EDITORIAL
Le film d’Alexeï Outchitel, Matilda, narre l’histoire de l’amour entre le dernier tsar Nicolas II et Mathilde Kschessinska, danseuse décédée à Paris en1971. Tous les ingrédients du romanesque y sont donc présents : grande histoire, coulisses du pouvoir, passion. Pourtant – ou à cause de cela – le film provoque une vague de protestations en Russie avant même sa sortie nationale prévue le 26 octobre. Protestations accompagnées d’actes de violence : cocktails Molotov lancés contre le studio où a été réalisée une partie du film, explosion d’une camionnette aux portes du cinéma Kosmos d’Iekaterinbourg, voitures incendiées porteuses du message « Brûlez pour Matilda » devant le bureau de l’avocat du réalisateur, menaces d’incendies à l’encontre des cinémas ayant programmé le film. Résultat : la diffusion du film prévue dans les deux plus grands réseaux de salles est annulée.
Ce déchainement a été condamné par le Kremlin. Mais le gouvernement, en protégeant son alliance avec les mouvements des radicaux orthodoxes, laisse aux autorités locales le choix de la diffusion du film en prenant en compte « les traditions et les coutumes des peuples présents sur leur territoire ». C’est que Matilda va à l’encontre d’une certaine vision mainstream de l’histoire. Son portait du tsar, canonisé en 2000 en tant que martyr, est jugé « amoral » et « blasphématoire ».

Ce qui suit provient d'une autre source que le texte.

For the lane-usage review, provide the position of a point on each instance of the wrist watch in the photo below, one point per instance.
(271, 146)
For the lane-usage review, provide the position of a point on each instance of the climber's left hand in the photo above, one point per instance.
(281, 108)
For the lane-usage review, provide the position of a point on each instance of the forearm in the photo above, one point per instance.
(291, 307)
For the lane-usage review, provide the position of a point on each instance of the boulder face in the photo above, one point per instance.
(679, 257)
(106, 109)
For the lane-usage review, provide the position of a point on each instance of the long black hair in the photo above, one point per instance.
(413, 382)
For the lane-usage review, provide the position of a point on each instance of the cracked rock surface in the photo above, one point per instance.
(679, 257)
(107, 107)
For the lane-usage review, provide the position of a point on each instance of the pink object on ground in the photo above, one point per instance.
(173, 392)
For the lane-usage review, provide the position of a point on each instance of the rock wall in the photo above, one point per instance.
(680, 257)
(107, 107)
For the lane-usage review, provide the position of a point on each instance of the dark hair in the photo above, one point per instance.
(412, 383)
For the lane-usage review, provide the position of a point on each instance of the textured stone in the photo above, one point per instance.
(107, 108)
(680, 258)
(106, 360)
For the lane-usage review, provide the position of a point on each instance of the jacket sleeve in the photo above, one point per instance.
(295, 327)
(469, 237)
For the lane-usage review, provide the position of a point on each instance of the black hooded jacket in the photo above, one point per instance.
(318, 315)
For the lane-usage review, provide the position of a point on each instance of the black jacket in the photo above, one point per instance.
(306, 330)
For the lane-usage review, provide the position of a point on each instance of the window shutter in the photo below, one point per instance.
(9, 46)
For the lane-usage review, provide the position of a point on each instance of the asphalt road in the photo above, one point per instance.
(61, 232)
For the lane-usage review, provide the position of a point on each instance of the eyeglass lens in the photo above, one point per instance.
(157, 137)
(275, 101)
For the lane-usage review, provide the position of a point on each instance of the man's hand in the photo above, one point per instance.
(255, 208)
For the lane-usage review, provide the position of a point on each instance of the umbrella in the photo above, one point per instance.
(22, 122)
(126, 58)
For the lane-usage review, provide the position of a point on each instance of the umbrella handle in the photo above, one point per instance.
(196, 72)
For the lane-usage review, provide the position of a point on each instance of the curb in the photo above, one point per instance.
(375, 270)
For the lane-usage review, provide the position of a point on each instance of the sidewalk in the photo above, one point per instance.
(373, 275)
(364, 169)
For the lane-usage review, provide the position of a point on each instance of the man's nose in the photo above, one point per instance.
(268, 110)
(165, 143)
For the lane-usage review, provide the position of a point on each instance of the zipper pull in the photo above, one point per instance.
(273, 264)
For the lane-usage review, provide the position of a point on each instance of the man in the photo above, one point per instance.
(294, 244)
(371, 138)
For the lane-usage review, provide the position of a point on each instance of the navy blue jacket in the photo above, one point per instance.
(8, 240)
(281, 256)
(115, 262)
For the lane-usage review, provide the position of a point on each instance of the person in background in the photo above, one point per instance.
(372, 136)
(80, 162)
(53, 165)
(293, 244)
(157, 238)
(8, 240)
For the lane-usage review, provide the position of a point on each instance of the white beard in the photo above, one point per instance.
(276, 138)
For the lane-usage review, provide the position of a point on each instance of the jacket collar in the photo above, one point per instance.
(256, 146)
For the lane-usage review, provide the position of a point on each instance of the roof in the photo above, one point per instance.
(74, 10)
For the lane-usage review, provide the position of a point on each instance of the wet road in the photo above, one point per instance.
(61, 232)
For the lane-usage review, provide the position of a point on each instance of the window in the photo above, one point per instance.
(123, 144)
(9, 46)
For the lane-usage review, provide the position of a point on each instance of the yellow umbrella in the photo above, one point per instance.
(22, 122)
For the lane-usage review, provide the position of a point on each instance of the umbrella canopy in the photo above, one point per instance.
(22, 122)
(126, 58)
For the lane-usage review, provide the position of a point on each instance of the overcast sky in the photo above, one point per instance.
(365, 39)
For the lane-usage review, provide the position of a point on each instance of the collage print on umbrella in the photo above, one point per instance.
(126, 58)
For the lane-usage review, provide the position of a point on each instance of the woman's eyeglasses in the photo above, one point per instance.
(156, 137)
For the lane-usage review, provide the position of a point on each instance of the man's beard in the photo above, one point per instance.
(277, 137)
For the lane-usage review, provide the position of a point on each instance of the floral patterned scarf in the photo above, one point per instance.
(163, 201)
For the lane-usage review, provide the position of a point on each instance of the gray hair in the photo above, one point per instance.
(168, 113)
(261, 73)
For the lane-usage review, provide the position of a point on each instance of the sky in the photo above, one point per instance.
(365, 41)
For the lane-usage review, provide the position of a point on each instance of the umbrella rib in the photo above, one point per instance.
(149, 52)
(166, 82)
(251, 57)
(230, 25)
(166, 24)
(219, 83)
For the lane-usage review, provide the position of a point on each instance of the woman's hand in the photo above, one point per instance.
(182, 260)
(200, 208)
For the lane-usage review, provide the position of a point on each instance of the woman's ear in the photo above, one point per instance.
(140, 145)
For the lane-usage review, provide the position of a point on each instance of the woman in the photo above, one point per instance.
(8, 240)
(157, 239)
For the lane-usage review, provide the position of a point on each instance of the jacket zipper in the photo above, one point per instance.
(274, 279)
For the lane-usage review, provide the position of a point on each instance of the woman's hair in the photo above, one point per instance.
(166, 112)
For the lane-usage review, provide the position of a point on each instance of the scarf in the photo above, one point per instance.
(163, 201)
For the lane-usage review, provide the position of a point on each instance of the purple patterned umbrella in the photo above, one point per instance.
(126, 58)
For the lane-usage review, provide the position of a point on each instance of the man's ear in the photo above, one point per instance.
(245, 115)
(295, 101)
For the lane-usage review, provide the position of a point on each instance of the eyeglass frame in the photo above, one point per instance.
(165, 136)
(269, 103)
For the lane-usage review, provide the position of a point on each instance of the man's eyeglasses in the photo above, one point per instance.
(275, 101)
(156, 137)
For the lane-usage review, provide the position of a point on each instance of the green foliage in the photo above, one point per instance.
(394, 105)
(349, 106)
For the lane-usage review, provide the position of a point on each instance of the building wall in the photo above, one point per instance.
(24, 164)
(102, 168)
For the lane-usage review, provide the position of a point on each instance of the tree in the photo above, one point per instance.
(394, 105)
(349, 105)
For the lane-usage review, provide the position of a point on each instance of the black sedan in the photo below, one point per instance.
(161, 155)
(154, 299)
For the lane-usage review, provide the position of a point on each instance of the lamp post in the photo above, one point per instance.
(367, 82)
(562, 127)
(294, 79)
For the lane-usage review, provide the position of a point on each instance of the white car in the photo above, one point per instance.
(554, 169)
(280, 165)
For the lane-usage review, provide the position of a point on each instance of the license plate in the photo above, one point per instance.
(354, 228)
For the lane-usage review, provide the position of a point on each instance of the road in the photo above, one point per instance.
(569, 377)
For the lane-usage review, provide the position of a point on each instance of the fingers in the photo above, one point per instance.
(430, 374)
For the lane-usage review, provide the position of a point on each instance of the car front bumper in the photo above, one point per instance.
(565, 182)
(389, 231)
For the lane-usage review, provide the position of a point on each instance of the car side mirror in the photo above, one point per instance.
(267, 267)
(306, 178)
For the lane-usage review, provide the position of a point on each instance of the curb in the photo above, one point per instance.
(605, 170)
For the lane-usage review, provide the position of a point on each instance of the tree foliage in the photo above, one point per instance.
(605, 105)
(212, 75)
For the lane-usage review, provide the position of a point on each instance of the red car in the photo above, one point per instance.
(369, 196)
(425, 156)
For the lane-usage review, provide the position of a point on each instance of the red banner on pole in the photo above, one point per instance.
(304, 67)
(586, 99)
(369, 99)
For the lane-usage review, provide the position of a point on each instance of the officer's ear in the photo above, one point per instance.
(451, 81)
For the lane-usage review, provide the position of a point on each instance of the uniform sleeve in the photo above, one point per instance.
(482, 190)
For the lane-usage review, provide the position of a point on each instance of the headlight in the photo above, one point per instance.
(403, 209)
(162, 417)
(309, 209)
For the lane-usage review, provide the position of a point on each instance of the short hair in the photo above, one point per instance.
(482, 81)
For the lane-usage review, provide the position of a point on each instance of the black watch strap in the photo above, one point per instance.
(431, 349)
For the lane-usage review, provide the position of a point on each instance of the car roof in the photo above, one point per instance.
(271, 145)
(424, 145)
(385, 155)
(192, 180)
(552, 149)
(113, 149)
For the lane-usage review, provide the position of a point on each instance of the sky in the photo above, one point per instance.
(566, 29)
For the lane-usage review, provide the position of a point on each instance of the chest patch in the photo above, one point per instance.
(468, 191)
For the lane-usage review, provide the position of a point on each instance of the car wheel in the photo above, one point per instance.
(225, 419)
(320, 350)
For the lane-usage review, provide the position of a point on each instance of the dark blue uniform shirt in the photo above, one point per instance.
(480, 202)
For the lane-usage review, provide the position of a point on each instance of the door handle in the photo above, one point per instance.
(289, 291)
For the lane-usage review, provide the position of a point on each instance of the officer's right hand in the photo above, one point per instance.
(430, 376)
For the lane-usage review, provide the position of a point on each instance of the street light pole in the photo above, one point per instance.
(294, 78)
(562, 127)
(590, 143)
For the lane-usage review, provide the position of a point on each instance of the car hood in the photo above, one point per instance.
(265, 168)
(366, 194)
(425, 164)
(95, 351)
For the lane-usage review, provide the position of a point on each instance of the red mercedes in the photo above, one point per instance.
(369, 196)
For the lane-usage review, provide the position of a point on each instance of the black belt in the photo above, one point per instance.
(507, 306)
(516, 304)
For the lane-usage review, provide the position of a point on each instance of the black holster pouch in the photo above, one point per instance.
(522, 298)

La Russie n’est pas le seul pays en Europe orientale et dans l’espace post-soviétique où se développent ces croisades autour de l’histoire et de la mémoire du passé. Instrumentalisées, parfois spiritualisées, histoire et mémoire sont aujourd’hui le cheval de bataille des politiques des gouvernements à l’Est. Elles donnent des clés de compréhension de la formation, de la cristallisation et/ou la poursuite des « identités nationales » sur lesquelles s’appuient les gouvernements, identités exclusives et souvent xénophobes. La présente Lettre offre aux lecteurs un panorama des usages publics et des instrumentalisations politiques du passé dans cette région du monde.